What are the best times in your day to create “dead time”? For me it is travel time: I fly a lot. I used to be intent on making that time useful, or at least interesting. Between podcasts of recorded lectures, my Kindle, and the odd book, I would make sure every second of my travel time, including driving to the airport and going through security, were learning filled. What I became aware of, is in learning and learning and learning, I had no time and space to stand back, to integrate and to make the research and ideas I was reading and hearing into my own. I have started creating dead time on these trips: time without input or stimulation, time for intellectual ambling. All the best ideas for this book came from those times.
One of the things I like most about Steve Peters’s concept of the Chimp (mentioned in Chapter 8), is that it somehow externalizes emotions. It helps people see emotions and thought separately, to see irrational worries and fears as belonging to the Chimp, and as being normal. This allows the Human to observe them, reflect and learn. One of the core concepts of mindfulness is the ability to be alert and notice what’s passing through your mind, but to stay detached from it, at a distance, not judging or getting wrapped up in it. It seems to me that noticing the grip of fear or anxiety, it is easier to say to yourself, “There goes the Chimp again,” and in so doing retain a separateness from those emotions. In Latin-based languages for example, people would say, “I have fear,” (tengo miedo in Spanish), which seems a much more helpful description than “I am scared.”

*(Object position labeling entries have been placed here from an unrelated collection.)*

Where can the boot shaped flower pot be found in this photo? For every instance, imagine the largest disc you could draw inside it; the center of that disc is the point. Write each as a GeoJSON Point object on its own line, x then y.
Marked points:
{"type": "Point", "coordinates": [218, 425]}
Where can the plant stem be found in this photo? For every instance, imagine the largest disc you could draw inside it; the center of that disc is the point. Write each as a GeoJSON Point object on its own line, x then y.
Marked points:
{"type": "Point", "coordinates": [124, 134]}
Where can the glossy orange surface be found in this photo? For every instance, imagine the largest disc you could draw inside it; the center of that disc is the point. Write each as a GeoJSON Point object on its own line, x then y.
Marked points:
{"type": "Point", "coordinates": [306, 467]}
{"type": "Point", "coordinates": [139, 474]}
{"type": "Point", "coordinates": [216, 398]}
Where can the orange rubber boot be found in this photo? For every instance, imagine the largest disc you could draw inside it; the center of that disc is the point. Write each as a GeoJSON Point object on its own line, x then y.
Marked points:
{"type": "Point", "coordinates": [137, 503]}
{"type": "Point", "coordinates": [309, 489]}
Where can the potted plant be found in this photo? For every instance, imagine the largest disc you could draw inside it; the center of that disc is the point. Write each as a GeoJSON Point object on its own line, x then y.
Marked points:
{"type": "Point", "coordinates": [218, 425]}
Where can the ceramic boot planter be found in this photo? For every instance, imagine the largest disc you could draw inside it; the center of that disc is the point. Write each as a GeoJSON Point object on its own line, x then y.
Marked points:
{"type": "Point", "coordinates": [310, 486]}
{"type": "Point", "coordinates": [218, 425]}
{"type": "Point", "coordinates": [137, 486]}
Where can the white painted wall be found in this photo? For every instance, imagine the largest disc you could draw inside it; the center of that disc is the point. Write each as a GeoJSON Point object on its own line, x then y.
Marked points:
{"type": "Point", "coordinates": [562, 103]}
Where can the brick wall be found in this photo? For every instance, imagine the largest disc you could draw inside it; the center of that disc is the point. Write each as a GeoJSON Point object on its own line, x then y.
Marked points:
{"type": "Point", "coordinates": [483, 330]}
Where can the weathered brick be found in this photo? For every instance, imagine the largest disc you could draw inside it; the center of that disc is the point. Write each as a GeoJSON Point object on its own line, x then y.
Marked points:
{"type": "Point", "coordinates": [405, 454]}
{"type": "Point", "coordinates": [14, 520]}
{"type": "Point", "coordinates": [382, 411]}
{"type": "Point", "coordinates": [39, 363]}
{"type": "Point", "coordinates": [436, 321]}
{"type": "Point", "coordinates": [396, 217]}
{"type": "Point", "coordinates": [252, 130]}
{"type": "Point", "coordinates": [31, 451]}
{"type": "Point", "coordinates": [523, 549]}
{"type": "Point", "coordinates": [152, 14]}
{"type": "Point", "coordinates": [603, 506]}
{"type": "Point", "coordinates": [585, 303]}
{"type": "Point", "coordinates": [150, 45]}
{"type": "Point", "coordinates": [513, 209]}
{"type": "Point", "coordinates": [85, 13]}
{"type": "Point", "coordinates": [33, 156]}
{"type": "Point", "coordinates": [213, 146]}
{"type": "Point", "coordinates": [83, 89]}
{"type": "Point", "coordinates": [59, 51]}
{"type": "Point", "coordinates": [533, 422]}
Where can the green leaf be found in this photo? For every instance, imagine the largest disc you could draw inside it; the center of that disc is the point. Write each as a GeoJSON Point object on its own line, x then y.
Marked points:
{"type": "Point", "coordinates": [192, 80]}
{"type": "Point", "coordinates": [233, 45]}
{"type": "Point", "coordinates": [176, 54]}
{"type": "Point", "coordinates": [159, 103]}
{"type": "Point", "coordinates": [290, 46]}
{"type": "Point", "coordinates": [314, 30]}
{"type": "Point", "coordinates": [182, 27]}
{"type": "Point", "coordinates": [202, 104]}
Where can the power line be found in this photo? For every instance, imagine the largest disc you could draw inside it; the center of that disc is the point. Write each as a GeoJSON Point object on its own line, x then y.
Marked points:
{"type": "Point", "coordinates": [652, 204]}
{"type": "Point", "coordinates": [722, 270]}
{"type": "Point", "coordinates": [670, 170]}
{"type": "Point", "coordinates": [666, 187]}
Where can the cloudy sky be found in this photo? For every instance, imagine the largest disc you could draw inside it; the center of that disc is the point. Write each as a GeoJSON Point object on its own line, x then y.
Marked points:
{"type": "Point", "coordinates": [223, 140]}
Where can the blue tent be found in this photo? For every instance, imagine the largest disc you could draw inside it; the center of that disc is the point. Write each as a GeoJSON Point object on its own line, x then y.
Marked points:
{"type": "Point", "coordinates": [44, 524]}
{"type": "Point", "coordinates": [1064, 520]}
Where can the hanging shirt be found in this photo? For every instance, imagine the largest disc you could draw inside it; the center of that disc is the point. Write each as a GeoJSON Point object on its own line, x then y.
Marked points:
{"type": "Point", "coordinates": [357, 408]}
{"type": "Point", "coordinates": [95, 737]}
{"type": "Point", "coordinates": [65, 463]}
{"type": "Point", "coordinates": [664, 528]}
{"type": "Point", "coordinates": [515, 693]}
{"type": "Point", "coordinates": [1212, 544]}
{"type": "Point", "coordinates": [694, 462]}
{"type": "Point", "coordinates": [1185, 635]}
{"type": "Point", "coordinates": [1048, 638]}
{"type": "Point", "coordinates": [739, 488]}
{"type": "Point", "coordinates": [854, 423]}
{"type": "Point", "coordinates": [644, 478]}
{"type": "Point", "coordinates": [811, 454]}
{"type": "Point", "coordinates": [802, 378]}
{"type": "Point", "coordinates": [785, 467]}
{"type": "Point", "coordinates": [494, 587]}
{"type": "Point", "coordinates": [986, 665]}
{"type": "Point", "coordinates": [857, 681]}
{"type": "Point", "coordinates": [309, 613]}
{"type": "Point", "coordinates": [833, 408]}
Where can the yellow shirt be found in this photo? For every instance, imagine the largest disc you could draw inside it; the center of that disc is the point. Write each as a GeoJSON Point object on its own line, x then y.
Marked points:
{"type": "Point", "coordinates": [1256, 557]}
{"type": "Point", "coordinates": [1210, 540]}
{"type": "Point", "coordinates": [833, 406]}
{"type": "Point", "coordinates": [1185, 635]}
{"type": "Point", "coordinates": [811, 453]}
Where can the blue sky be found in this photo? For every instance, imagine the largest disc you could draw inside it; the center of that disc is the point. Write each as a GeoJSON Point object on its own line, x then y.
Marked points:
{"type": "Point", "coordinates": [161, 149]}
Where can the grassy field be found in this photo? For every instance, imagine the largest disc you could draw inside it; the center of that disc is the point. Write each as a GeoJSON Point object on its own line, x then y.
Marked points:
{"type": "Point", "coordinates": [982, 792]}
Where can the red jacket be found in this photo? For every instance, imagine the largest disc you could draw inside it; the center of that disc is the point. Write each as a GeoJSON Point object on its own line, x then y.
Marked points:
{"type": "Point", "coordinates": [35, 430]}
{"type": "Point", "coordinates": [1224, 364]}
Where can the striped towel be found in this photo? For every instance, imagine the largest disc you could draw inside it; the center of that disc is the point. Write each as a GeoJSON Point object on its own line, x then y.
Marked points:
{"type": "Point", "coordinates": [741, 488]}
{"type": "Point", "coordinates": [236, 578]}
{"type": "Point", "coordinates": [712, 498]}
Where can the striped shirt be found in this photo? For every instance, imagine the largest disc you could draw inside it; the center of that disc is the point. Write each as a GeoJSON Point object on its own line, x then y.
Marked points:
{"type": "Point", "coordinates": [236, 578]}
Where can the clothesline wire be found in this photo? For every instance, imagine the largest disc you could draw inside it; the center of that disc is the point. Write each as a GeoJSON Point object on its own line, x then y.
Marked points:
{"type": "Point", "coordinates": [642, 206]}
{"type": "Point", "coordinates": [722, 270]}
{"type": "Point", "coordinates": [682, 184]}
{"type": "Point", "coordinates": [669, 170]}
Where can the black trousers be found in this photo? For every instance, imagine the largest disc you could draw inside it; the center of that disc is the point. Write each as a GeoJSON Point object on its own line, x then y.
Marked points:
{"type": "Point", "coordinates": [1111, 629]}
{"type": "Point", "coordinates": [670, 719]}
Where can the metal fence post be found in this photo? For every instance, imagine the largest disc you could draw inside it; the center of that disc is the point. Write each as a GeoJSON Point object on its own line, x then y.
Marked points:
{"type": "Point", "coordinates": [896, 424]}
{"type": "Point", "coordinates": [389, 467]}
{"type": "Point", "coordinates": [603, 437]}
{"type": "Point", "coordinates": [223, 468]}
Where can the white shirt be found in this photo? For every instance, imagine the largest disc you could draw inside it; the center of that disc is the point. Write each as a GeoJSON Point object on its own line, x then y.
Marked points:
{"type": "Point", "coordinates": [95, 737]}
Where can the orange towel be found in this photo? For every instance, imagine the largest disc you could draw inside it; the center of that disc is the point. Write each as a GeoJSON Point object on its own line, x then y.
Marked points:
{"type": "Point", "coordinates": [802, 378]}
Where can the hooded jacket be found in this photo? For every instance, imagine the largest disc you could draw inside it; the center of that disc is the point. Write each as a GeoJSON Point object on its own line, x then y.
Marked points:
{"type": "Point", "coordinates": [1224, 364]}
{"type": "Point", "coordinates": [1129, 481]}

How do you talk to yourself? Ethan Kross, assistant professor of psychology at the University of Michigan, was curious when he ran a red light and caught himself saying, “Ethan, you idiot!” He wondered what effect speaking to himself (in his head) in the third person would have versus using “I.” He asked people to give a presentation with only five minutes to prepare. Some of those people he asked to talk to themselves using “I.” Others he asked to use their own names. He found that those who talked to themselves using “I” had an internal monologue full of emotion: “I can’t do this. I’ll look stupid. I’ll forget my words. I wish I’d worn my other pants!” On the other hand, those that talked to themselves in the third person tended to be more rational and supportive: “Tony, you’ll be okay. You’ve done loads of presentations before.” Using this subtle change in inner language helped people to get more emotional distance.16
When your time alone with your thoughts turns sour, catch yourself using “I” statements. Don’t force yourself to make ridiculously overpositive affirmations, just start talking in the third person. Your voices will naturally step away from the emotion and start supporting you through your challenge.